Claude's vision model extracts:
- Festival name, date(s), location
- Full band lineup
- Lineup rank (1–100%) for non-alphabetical posters — 100 = headliner
On any band detail page, click Research Band to run the research agent. It uses Claude with web search to populate:
- Genres and positioning blurb
- Musical influences
- YouTube links
- Upcoming local shows (within your configured radius)
- Upcoming notable festival appearances
- Bubble status:
hot/bubbling/stagnant/declining
To batch-research all bands from a festival, POST to /research/batch with the festival_id. Bands ranked below RESEARCH_RANK_THRESHOLD are prioritized.
On the band detail page, assign a score (1–10), interest level (skip / curious / interested / must-see), and optional notes. Every save is timestamped in the graph.
/timeline/view shows all band-festival edges sorted by date with rank bars. Export to CSV via the Export CSV button or GET /timeline.csv.
/playlist/view — filter by:
- Minimum rating
- Interest levels (e.g.
interested, must-see) - Bubble statuses (e.g.
hot, bubbling) - Specific festival
The builder is idempotent — re-running the same filter set updates the existing playlist rather than creating a duplicate.
festival-tracker/
├── ingestion/
│ ├── poster_parser.py # Claude vision extraction + rank normalization
│ ├── image_utils.py # URL download, base64 encoding, resize
│ └── ingest.py # Orchestrates parse → graph upsert
├── graph/
│ ├── schema.py # Kuzu DDL (nodes + relationships)

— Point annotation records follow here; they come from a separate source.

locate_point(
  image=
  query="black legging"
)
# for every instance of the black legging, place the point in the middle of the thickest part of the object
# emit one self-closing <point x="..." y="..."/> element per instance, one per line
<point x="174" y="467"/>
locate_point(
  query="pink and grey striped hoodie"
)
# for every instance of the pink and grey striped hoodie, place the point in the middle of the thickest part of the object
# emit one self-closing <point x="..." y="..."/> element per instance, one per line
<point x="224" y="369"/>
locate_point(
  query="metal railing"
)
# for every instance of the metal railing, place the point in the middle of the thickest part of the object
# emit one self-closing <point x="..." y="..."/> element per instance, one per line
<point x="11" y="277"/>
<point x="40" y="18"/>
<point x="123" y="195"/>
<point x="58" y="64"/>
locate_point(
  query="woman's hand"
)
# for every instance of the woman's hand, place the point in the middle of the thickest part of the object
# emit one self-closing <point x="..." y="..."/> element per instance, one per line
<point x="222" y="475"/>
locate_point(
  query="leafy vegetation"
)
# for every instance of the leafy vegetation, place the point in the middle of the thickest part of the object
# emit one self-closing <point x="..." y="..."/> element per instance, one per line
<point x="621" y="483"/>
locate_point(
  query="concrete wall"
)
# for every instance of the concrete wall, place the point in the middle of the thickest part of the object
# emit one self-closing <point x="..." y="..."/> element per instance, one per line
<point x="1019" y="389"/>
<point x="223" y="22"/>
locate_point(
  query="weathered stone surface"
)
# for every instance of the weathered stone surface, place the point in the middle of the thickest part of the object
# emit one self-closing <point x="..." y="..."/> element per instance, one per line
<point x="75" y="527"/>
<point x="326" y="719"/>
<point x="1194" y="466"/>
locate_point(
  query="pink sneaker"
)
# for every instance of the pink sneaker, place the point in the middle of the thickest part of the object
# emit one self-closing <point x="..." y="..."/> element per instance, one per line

│ ├── db.py # Single lazy connection
│ └── queries.py # All graph read/write helpers
├── research/
│ ├── band_agent.py # Claude web-search research agent
│ ├── concert_finder.py # Persists upcoming shows to graph
│ ├── bubble_scorer.py # Rank trend → hot/bubbling/stagnant/declining
│ └── research_pipeline.py # Batch orchestration with priority ordering
├── ratings/
│ └── rating_service.py # Timestamped rating CRUD
├── spotify/
│ └── playlist_builder.py # OAuth, idempotent playlist creation
├── api/
│ └── main.py # FastAPI app (all routes)
├── ui/
│ ├── templates/ # Jinja2 + HTMX templates
│ └── static/ # CSS + JS
├── data/
│ ├── posters/ # Downloaded/uploaded poster images
│ └── graph.db # Kuzu embedded graph database
├── config.py # All settings, reads from .env
└── requirements.txt
Nodes: Band, Festival, Concert, Person
Relationships:
(Band)-[:PLAYED_AT {rank, alphabetical, timestamp}]->(Festival)(Band)-[:SCHEDULED_FOR {rank, alphabetical, timestamp}]->(Festival)(Band)-[:PERFORMED_AT {date}]->(Concert)(Band)-[:INFLUENCED_BY {label}]->(Band)(Person)-[:RATED {score, interest, notes, timestamp}]->(Band)

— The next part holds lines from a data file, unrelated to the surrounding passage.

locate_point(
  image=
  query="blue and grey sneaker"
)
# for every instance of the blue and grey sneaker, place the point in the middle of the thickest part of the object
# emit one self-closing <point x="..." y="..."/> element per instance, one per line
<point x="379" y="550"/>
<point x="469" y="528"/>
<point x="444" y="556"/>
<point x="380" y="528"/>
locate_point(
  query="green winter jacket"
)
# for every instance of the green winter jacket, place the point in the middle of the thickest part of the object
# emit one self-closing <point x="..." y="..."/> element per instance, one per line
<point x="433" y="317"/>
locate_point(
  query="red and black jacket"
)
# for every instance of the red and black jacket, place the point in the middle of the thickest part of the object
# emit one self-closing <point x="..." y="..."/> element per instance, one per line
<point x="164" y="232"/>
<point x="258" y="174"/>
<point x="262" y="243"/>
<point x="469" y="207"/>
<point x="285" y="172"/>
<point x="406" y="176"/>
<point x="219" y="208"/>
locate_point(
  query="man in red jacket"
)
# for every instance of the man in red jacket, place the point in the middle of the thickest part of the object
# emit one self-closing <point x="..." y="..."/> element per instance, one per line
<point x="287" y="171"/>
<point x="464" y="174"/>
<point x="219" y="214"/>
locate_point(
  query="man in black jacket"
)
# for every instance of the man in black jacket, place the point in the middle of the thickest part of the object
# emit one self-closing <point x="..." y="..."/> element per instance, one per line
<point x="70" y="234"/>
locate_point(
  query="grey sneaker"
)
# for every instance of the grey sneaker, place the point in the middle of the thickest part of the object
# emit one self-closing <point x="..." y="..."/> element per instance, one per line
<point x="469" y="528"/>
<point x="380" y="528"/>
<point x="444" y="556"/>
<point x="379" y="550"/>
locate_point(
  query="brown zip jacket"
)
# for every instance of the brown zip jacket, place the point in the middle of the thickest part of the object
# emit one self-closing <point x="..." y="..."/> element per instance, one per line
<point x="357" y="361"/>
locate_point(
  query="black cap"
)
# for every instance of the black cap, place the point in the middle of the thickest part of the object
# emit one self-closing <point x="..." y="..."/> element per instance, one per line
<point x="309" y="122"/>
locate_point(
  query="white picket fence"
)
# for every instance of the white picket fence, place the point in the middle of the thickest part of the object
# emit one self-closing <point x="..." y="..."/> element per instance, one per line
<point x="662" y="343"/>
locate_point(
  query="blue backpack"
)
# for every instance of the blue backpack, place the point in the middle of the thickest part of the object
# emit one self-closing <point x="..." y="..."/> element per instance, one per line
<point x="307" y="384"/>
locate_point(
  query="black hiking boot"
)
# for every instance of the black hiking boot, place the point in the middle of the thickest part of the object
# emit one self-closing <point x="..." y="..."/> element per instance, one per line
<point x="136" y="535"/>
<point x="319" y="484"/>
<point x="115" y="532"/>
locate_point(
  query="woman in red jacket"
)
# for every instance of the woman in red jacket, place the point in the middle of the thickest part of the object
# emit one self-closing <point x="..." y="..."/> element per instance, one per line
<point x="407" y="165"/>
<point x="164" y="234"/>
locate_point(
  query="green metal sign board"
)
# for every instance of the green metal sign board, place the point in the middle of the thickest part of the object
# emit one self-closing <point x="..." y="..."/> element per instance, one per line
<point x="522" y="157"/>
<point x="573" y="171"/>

Ranks are stored as DOUBLE. Alphabetical posters get rank = -1.0 and alphabetical = true on their edges.
When a band appears on a new poster, the name is fuzzy-matched against all existing Band nodes using difflib.SequenceMatcher. A match score ≥ 0.90 merges rather than creates a new node. The match threshold is configurable via BAND_MERGE_SIMILARITY_THRESHOLD in config.py.

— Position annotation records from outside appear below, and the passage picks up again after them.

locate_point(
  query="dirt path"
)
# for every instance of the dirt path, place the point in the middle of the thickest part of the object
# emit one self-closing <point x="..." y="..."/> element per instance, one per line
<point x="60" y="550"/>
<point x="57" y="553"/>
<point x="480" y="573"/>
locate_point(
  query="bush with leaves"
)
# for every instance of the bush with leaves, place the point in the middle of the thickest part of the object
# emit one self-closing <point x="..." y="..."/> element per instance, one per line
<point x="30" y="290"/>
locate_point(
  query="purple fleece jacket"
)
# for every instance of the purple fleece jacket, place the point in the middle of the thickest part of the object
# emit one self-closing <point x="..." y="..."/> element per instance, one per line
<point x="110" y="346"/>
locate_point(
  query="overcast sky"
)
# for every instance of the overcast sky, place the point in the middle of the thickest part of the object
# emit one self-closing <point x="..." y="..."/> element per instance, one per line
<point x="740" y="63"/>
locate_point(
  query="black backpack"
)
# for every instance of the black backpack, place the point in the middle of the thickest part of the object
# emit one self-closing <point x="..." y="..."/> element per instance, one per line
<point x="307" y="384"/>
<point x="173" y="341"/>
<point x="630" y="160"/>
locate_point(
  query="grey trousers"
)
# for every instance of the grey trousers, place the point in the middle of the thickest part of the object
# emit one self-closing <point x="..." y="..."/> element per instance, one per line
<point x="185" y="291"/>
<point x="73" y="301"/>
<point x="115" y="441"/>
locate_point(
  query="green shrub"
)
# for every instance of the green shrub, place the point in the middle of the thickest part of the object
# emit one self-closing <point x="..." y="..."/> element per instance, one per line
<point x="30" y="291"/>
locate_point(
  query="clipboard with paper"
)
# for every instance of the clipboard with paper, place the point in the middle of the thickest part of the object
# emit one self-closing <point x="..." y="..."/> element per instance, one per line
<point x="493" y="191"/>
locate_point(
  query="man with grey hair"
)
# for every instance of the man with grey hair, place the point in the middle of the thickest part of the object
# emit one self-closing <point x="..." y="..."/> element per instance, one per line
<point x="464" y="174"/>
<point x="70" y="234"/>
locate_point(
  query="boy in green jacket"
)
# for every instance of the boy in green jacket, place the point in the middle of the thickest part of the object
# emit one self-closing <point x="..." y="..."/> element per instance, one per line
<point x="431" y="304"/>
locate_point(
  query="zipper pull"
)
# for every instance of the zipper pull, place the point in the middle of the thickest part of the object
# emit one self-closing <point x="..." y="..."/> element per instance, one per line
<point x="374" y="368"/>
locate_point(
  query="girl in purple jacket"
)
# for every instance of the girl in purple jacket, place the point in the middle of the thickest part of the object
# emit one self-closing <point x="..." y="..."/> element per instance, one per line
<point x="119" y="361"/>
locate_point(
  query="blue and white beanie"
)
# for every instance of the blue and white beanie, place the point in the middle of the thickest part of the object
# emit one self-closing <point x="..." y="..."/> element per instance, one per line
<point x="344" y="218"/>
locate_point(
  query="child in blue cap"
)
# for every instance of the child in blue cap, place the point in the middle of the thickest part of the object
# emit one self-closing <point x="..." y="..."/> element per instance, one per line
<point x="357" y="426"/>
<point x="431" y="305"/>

- The research agent requires Claude's
web_searchtool, available onclaude-sonnet-4-20250514. - Kuzu is embedded — no separate database server needed. The graph file lives at
data/graph.db. - Spotify top tracks default to
country="US"— change inplaylist_builder.pyif needed. - Scraping respects a
SCRAPE_DELAY_SECONDSdelay between research calls (default 1.5s).